目標管理、マトリックス組織、TQM、シックスシグマ、ISO9000。こういう施策の多くは、もはや見向きもされていない。一過性の流行りの経営施策だといえる。調査によれば、流行りの経営手法を導入した会社は、導入していない会社と比べて業績が良い訳ではなかった。

そこで、こうした経営手法を導入すると、企業の評判にどのように影響を与えるか調べた。すると、流行りの経営施策の導入が『フォーチュン』誌の「最も尊敬される企業」ランキングでの順位向上につながっていた。そして、流行りの経営手法は、経営者の報酬に大きな影響を与えていた。経営者が流行の経営手法を導入すると、経営者の報酬が増えていたのだ。

流行の経営手法には、あまり意味がない事が、何度も科学的に実証されている。

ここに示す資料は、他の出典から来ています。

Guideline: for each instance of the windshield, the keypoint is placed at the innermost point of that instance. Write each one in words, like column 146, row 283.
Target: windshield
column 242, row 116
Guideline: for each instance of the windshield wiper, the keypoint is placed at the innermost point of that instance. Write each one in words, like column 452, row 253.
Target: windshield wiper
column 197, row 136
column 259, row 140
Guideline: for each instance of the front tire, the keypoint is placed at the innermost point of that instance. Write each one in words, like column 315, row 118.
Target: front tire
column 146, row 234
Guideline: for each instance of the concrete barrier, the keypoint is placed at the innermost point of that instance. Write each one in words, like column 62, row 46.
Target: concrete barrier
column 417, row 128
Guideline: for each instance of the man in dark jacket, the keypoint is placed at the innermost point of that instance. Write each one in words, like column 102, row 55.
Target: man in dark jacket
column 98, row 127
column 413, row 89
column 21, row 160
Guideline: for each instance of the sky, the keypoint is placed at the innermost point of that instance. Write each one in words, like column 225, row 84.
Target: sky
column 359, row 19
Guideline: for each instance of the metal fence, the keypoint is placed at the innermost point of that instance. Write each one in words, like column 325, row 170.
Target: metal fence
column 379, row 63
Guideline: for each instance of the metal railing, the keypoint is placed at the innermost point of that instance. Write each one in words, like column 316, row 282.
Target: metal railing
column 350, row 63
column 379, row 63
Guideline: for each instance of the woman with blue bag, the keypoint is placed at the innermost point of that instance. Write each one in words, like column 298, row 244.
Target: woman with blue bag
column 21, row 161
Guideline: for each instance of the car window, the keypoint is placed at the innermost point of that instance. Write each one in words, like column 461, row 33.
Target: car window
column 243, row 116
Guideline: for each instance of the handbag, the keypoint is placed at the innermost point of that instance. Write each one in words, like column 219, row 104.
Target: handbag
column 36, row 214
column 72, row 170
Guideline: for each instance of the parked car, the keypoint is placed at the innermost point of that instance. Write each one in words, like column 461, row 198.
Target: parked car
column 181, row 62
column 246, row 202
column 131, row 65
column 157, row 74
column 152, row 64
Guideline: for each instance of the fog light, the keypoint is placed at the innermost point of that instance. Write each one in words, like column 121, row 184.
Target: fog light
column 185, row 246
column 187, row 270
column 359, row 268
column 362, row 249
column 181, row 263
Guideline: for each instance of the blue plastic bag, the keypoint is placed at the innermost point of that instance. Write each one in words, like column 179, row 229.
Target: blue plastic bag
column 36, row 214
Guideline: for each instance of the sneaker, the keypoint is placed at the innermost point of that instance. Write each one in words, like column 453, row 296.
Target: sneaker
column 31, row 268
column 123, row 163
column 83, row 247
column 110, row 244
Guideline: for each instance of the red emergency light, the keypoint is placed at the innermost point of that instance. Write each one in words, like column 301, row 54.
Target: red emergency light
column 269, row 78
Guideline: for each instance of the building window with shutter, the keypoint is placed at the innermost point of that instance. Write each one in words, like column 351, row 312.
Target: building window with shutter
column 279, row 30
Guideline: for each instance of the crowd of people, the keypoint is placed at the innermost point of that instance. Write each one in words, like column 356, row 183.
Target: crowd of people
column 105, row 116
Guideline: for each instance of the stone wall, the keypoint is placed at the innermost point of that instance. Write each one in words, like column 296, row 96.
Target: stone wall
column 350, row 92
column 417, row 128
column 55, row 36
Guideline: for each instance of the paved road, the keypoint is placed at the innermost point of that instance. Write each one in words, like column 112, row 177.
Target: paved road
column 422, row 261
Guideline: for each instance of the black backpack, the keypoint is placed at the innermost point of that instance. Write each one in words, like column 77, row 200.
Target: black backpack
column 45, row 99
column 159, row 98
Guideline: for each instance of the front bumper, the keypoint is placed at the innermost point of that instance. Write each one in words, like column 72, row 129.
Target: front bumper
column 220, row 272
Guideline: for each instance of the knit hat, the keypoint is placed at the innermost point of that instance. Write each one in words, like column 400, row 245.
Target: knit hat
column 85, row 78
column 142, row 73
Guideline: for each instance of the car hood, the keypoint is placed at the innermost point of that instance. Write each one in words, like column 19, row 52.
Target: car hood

しかし、こういった経営手法は、よく他社を真似して導入されている。

戦略は存在しないのか

「非常に革新的な戦略というものは、合理的なプロセス、もしくは経営トップの独断から生まれる事はない」という考えがある。

キューバーのフィデル・カストロは、ハバナでアメリカの通信衛星からの信号を受信する事でCNNを見ていた。その事をCNN創業者のテッド・ターナーに話した事がきっかけとなり、国内向けメディアだったCNNはグローバル企業を目指し始めた。サウスウエスト航空は、航空業界の競争激化の結果、飛行機を一機売却せざるをえなくなった。そして、かつて4台から3台で同じ路線を運航しなくてはいけなくなった事が、LCCというモデルを作り出した。

人は、徹底的な分析や革新的な思考プロセスの結果として戦略が生まれたというように説明したいのだ。「最善の戦略は、全く期待もしていないところから生まれてくる事もある」という事を受け入れれば、もっと幸運をつかめるかもしれない。

成功の罠

特定の分野で強みを持って成功している優良な会社でも、自信過剰になり、最終的に転落につながるような新しいリスクを見過ごしてしまったりする。優良企業の経営者は、環境の大きな変化への対応が、部分的なもので終わってしまう事が多い。これらの経営者は、代替案の検討にあまり時間を割かず、研究や分析も十分に行わず、外部に意見を求める事もしない。そのような状況では、経営者は今までのやり方を続ける事を選ぶケースが多い。

優れた機械式時計で知られるスイスの時計業界は、1970年代にクオーツ時計を発明したにもかかわらず、それを製品化しようとしなかった。日本や香港企業が安価なクオーツ時計で市場を席巻した時も、スイスの時計業界は瀕死の状態になるまで、変化を受け入れようとしなかったのだ。